Virginia County Lawmakers Propose Taxpayer-Funded Internet Project

Published December 19, 2016

Lawmakers in a Virginia county are considering spending up to $20 million in taxpayer money to build a government-owned internet network.

In December 2016, lawmakers on the Fauquier County Board of Supervisors proposed allocating $20 million in taxpayer funds over the next five years to build an internet network for rural residents.

If completed, the municipal broadband project will serve about 10,000 households in the county.

Following Fashions in Fauquier

Caleb Taylor, director of policy and operations with the Virginia Institute for Public Policy, says providing taxpayer-funded internet would be a big mistake.
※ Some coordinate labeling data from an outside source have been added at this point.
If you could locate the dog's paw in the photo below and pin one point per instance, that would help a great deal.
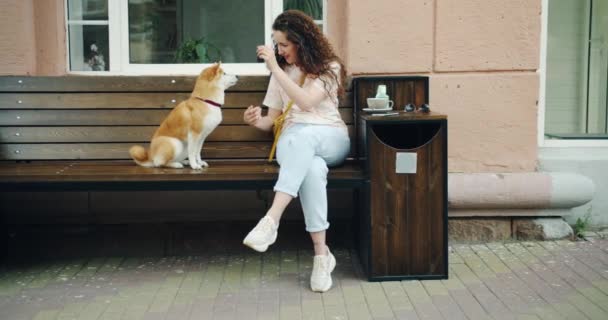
(175, 165)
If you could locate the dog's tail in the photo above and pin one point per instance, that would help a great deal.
(140, 156)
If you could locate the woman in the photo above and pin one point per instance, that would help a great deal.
(306, 71)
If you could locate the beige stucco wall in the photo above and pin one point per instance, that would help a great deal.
(32, 37)
(481, 56)
(17, 38)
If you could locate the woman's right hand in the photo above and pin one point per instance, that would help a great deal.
(252, 115)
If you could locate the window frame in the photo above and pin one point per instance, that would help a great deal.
(118, 39)
(542, 141)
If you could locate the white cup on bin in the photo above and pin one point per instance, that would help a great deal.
(380, 103)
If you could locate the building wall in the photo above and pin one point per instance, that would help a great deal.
(481, 57)
(17, 37)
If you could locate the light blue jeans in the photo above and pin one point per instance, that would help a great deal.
(304, 152)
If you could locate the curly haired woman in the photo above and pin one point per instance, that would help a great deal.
(306, 79)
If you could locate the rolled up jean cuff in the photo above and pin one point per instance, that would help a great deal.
(295, 195)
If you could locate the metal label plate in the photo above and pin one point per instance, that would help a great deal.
(406, 162)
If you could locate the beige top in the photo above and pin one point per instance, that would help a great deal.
(326, 113)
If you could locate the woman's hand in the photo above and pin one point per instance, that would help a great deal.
(252, 115)
(267, 54)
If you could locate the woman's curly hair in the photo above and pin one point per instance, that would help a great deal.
(315, 53)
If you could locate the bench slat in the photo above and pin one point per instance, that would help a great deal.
(122, 84)
(114, 117)
(107, 171)
(124, 100)
(64, 151)
(119, 84)
(121, 134)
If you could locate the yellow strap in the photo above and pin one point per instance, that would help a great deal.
(277, 128)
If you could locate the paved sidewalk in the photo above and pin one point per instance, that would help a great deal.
(520, 280)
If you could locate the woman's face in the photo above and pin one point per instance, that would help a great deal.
(287, 49)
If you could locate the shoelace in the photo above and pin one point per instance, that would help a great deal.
(265, 227)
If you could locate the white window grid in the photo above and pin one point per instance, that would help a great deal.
(543, 141)
(119, 44)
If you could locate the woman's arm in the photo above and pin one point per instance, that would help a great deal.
(253, 117)
(305, 99)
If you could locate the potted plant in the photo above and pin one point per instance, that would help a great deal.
(197, 51)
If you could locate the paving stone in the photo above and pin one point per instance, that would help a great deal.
(516, 280)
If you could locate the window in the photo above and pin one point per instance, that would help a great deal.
(576, 72)
(173, 36)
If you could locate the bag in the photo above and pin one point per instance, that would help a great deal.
(277, 128)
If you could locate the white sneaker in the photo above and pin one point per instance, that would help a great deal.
(323, 265)
(263, 235)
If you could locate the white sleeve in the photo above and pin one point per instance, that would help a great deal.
(329, 81)
(273, 96)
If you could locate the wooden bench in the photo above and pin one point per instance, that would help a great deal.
(73, 133)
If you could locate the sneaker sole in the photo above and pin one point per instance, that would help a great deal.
(261, 248)
(332, 266)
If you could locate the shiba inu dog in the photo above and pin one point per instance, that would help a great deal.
(179, 139)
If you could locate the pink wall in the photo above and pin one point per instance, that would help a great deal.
(32, 37)
(481, 56)
(17, 37)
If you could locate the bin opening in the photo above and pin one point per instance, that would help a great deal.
(406, 136)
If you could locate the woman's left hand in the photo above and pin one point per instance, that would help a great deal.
(267, 53)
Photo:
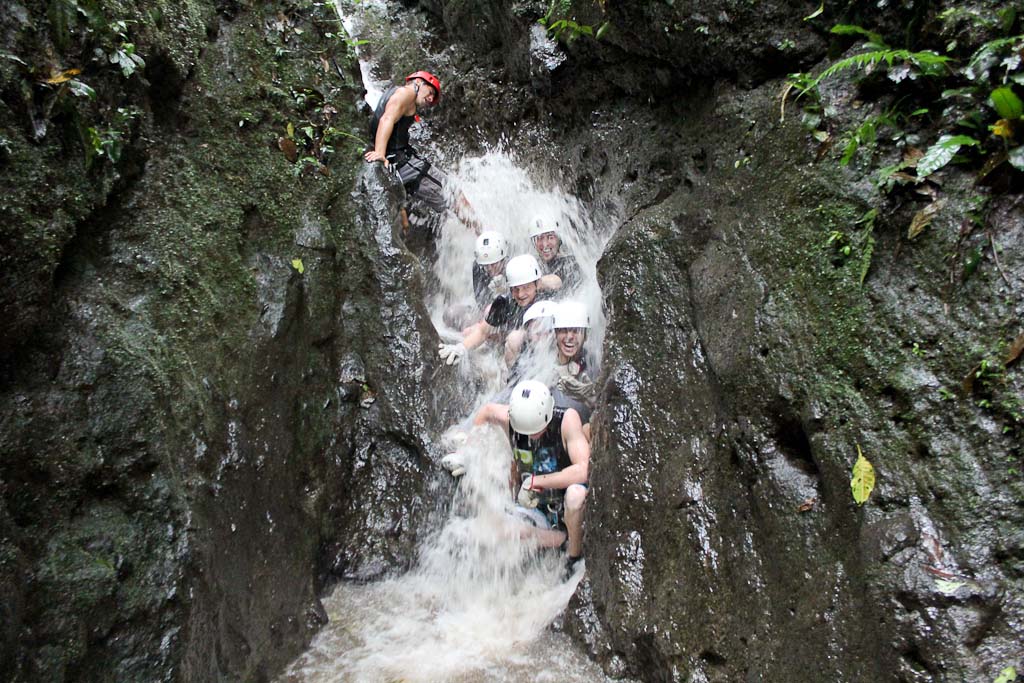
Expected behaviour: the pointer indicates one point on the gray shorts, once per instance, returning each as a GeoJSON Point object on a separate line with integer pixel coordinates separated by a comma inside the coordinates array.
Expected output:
{"type": "Point", "coordinates": [425, 182]}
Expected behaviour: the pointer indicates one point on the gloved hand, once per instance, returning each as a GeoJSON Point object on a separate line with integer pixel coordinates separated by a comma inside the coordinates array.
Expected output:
{"type": "Point", "coordinates": [451, 353]}
{"type": "Point", "coordinates": [455, 463]}
{"type": "Point", "coordinates": [528, 498]}
{"type": "Point", "coordinates": [498, 285]}
{"type": "Point", "coordinates": [574, 386]}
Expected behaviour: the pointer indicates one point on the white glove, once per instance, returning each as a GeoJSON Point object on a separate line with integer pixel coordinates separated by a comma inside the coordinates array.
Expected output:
{"type": "Point", "coordinates": [498, 285]}
{"type": "Point", "coordinates": [451, 353]}
{"type": "Point", "coordinates": [455, 463]}
{"type": "Point", "coordinates": [528, 498]}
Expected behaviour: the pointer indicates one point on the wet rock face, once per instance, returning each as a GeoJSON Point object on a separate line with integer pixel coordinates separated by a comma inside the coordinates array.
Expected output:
{"type": "Point", "coordinates": [744, 364]}
{"type": "Point", "coordinates": [215, 375]}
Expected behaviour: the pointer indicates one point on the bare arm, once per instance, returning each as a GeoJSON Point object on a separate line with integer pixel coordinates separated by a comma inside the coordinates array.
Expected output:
{"type": "Point", "coordinates": [402, 102]}
{"type": "Point", "coordinates": [579, 449]}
“This is something that has kind of been a long-term conversation throughout Virginia,” Taylor said. “The government simply does not have the internal mechanisms to profit-maximize and cost-mitigate. Would you give me $150 so I can put internet into your neighbor’s house? Most people are going to say ‘no.’ They’re going to have to accept that cost if Fauquier goes with this, but maybe it should be part of their further exploration, to actually ask that question.

“In [homeowners’ associations] all over the United States, an HOA will literally contact a broadband internet company, saying, ‘We want you to run internet out here. How much is it going to cost? Okay, that’s too much. What can we do to lower that cost?’ And then they collect it from the neighborhood. It’s done.”
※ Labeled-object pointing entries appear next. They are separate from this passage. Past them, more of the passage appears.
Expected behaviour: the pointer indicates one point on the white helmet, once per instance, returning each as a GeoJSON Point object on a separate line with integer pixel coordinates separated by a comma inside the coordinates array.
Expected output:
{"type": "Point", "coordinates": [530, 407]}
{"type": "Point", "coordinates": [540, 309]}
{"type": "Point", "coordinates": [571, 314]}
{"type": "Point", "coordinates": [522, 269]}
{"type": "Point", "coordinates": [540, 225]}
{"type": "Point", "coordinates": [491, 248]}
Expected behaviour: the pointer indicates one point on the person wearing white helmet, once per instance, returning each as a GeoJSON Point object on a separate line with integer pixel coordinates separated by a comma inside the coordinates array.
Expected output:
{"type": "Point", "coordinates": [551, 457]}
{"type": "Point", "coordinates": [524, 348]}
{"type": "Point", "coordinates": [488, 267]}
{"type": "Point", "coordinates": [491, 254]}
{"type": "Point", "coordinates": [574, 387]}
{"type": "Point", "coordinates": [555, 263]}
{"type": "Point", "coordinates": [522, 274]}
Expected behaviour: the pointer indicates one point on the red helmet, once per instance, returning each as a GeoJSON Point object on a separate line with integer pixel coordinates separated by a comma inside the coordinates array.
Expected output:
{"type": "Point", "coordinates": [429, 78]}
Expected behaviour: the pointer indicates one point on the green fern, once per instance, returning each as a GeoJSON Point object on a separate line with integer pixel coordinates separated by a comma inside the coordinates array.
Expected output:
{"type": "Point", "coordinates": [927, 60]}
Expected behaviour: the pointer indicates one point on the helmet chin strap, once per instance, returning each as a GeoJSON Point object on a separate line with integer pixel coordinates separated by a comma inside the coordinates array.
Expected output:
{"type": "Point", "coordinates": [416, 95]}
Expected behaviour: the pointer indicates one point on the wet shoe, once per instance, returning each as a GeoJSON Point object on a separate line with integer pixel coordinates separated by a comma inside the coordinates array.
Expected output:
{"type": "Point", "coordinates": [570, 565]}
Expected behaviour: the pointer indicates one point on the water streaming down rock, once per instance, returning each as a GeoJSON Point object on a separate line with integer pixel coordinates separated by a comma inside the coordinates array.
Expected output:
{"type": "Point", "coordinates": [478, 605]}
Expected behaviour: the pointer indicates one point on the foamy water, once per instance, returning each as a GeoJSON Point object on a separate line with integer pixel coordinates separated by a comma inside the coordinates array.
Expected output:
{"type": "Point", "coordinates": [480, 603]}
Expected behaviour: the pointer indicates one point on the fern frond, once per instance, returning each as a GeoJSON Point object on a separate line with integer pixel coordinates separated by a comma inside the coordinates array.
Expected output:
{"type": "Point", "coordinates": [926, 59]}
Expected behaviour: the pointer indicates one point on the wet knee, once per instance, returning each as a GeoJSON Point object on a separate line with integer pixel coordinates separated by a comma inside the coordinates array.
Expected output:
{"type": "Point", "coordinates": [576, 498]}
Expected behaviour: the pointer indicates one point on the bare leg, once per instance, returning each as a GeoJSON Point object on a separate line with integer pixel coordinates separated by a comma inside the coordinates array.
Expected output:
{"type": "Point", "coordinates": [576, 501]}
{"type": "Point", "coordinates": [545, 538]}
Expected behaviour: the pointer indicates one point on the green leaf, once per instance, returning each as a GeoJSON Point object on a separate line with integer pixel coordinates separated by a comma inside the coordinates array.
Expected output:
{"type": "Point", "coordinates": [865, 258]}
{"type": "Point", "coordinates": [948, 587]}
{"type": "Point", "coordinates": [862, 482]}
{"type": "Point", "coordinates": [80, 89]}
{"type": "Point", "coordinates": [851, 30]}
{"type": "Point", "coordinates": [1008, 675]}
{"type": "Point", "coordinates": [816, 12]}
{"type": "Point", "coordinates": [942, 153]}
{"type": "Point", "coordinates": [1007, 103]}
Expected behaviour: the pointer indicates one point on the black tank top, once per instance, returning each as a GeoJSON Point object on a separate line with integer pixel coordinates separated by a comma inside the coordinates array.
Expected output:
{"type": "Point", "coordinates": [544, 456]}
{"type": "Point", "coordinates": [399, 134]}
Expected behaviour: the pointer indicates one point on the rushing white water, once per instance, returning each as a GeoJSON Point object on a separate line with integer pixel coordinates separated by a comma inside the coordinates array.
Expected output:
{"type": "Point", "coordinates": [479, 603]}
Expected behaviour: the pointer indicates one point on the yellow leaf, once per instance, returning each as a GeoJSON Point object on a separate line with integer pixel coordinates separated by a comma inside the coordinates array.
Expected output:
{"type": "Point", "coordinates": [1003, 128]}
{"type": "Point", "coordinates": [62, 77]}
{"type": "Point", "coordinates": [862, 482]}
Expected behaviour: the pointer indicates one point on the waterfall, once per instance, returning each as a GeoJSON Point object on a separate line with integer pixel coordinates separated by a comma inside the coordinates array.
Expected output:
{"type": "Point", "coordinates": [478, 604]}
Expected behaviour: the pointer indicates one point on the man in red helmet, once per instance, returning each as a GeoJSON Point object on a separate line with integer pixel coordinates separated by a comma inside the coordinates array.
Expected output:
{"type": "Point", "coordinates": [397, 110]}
‘The Economics Don’t Work Out’

Daniel Lyons, an associate professor at Boston College Law School, says the history of taxpayer-funded internet projects is littered with failure.

“There have been a number of high-profile failures of municipal broadband systems,” Lyons said. “The economics don’t work out. Beyond that, you have two problems when municipalities come in and try to run their own network, either in lieu of or alongside private capital. One is that taxpayer dollars tend to be bottomless, and so it makes it harder for the private competitors to compete fairly against them.”

“The other thing I get concerned about is, once the government has chosen a technology, the government is on the hook for a sunk cost, and that can harm technological development,” Lyons said. “For example, everybody is talking about fiber being the thing right now. … Fiber is really expensive. Assuming the government goes in and builds a fiber-optic network throughout a city, and then some new technology comes along that’s even better, the government has an incentive to limit the rollout of this new technology, because they’re still trying to recover the cost of that old network.”